On May 14, 2024, Alexion Pharmaceuticals (“Alexion”) filed a notice of data breach with the Attorney General of Vermont after discovering that a vendor used by the company experienced a data security incident. In this notice, Cisiv explains that the incident resulted in an unauthorized party being able to access consumers’ sensitive information, which includes their name, address, email address, and phone number, as well as information regarding surveys taken regarding Alexion’s products. Upon completing its investigation, Cisiv began sending out data breach notification letters to all individuals whose information was affected by the recent data security incident.

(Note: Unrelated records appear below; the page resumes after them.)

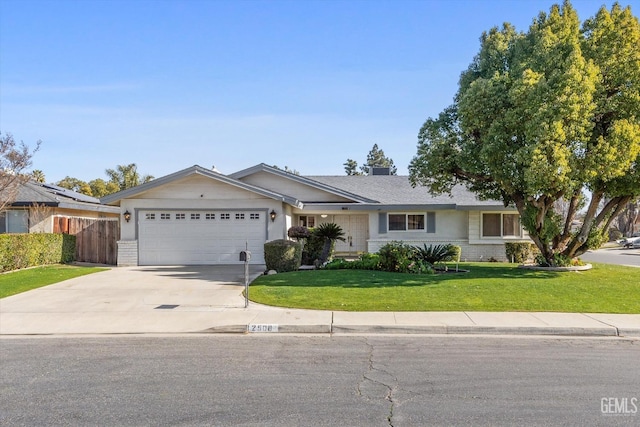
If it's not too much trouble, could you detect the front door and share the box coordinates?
[333,215,368,255]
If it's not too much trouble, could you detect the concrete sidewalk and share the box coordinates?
[1,265,639,337]
[2,303,639,337]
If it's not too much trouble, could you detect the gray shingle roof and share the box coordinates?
[306,175,505,208]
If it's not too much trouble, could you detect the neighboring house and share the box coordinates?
[1,180,119,234]
[102,164,531,266]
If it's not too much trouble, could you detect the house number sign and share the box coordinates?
[247,324,279,333]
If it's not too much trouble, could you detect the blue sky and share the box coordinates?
[0,0,629,183]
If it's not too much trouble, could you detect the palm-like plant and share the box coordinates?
[414,244,459,265]
[314,223,346,264]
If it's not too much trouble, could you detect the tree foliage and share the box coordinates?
[56,163,153,198]
[344,144,397,175]
[0,132,41,212]
[409,1,640,265]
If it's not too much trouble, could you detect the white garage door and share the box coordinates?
[138,210,266,265]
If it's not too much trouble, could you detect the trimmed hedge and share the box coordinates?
[505,242,538,264]
[264,239,303,273]
[0,233,76,273]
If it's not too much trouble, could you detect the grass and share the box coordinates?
[0,264,108,298]
[249,262,640,313]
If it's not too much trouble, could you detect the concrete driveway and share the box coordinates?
[0,265,267,334]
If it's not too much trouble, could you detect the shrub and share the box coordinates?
[534,252,585,267]
[377,241,418,273]
[323,253,381,271]
[413,244,459,264]
[301,231,324,265]
[0,233,76,272]
[264,239,303,272]
[505,242,537,264]
[287,226,311,240]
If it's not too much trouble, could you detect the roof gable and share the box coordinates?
[101,165,302,207]
[230,163,378,204]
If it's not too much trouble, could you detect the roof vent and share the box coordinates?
[369,166,391,176]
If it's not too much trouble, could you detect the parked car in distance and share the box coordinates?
[618,233,640,248]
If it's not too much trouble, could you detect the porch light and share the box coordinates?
[270,210,277,222]
[123,210,131,223]
[321,214,328,218]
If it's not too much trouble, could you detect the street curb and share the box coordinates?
[197,324,636,337]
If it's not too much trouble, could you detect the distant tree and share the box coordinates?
[344,144,397,175]
[105,163,154,191]
[30,169,46,183]
[88,178,119,198]
[409,1,640,266]
[56,176,92,195]
[1,132,41,212]
[343,159,362,176]
[361,144,397,175]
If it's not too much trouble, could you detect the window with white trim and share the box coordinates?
[145,213,155,220]
[250,213,260,220]
[388,213,435,232]
[176,213,186,220]
[482,213,521,237]
[160,213,170,220]
[221,213,230,220]
[191,213,200,220]
[205,213,215,220]
[235,213,245,220]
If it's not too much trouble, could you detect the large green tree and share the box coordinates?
[409,1,640,266]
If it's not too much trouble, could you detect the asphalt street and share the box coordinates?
[580,247,640,267]
[1,335,638,426]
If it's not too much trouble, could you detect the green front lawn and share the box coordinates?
[0,265,108,298]
[249,263,640,313]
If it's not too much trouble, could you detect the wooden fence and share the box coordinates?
[53,217,119,265]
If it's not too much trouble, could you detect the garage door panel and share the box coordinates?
[138,210,265,265]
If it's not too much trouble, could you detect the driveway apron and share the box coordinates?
[0,265,266,334]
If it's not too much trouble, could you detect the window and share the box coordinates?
[145,213,155,220]
[235,213,245,220]
[176,213,186,220]
[205,213,215,220]
[160,213,170,220]
[0,210,28,233]
[221,213,230,220]
[388,213,435,232]
[482,213,521,237]
[191,213,200,220]
[389,214,407,231]
[250,213,260,220]
[299,215,315,227]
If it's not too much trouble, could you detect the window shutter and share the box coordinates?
[378,212,387,234]
[426,212,436,233]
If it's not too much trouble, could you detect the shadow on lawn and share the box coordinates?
[255,264,563,288]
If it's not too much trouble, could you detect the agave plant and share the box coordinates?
[314,223,346,264]
[414,244,459,265]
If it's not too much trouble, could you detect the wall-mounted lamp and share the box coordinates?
[270,209,277,222]
[320,214,328,218]
[123,210,131,223]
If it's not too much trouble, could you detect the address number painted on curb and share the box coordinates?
[248,324,279,333]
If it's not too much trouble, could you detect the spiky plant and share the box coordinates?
[314,223,346,265]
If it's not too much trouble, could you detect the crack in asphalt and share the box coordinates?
[356,338,398,426]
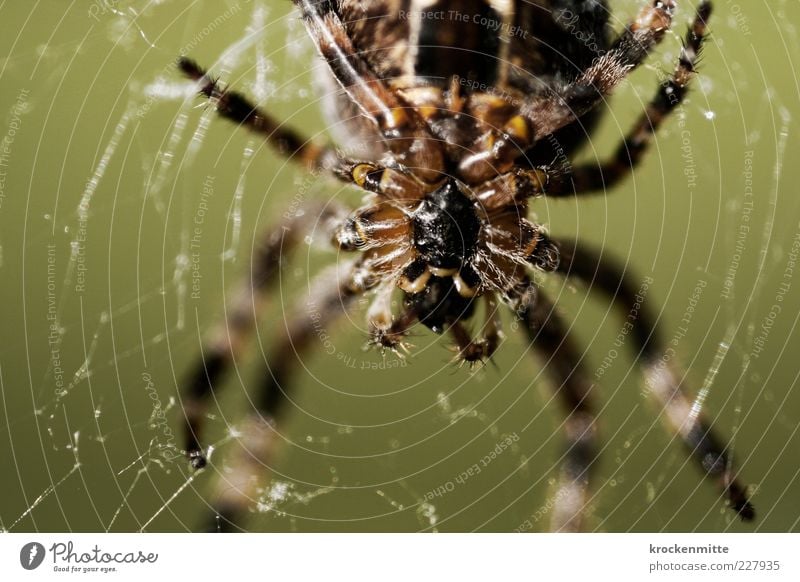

If you received a data breach notification from Cisiv, Ltd. about information you provided to Alexion Pharmaceuticals, it is essential you understand what is at risk and what you can do about it. A data breach lawyer can help you learn more about how to protect yourself from becoming a victim of fraud or identity theft, as well as discuss your legal options following the Cisiv / Alexion Pharmaceuticals data breach. For more information, please see our recent piece on the topic here.

What Caused the Data Breach Affecting Alexion Pharmaceuticals Survey Participants?

The Cisiv / Alexion Pharmaceuticals data breach was only recently announced, and more information is expected in the near future. However, Cisiv’s filing with the Attorney General of Vermont provides some important information on what led up to the breach. According to this source, on February 8, 2024, an unauthorized party gained access to a database Alexion uses to support its Risk Evaluation and Mitigation Strategy (“REMS”) Program. The breached vendor, Cisiv, served as a subcontractor to another vendor, PPD, that Alexion had engaged to handle the REMS database. Neither Alexion’s nor PPD’s computer systems were breached as a result of the incident.

Cisiv first learned about the incident on February 12, 2024, at which point Cisiv secured its systems and then launched an investigation with the help of third-party data security experts. This investigation ultimately confirmed that an unauthorized party was able to access the REMS database, which contained sensitive participant information.

After learning that sensitive consumer data was accessible to an unauthorized party, Cisiv reviewed the compromised files to determine what information was leaked and which consumers were impacted. Cisiv completed this process on April 16, 2024. While the breached information varies depending on the individual, it may include your name, address, email address, and phone number, as well as the fact that you participated in a survey related to one of Alexion’s products.

On May 14, 2024, Cisiv sent out data breach letters to anyone who was affected by the recent data security incident. These letters should provide victims with a list of what information belonging to them was compromised.

More Information About Cisiv, Ltd.

Cisiv, Ltd. is a technology and software company headquartered in New Malden, United Kingdom. Cisiv develops a platform designed for late phase research in the pharmaceutical industry. Cisiv supports pharmaceutical companies by developing software systems that capture and analyze data. Cisiv employs more than 76 people and generates approximately $9 million in annual revenue.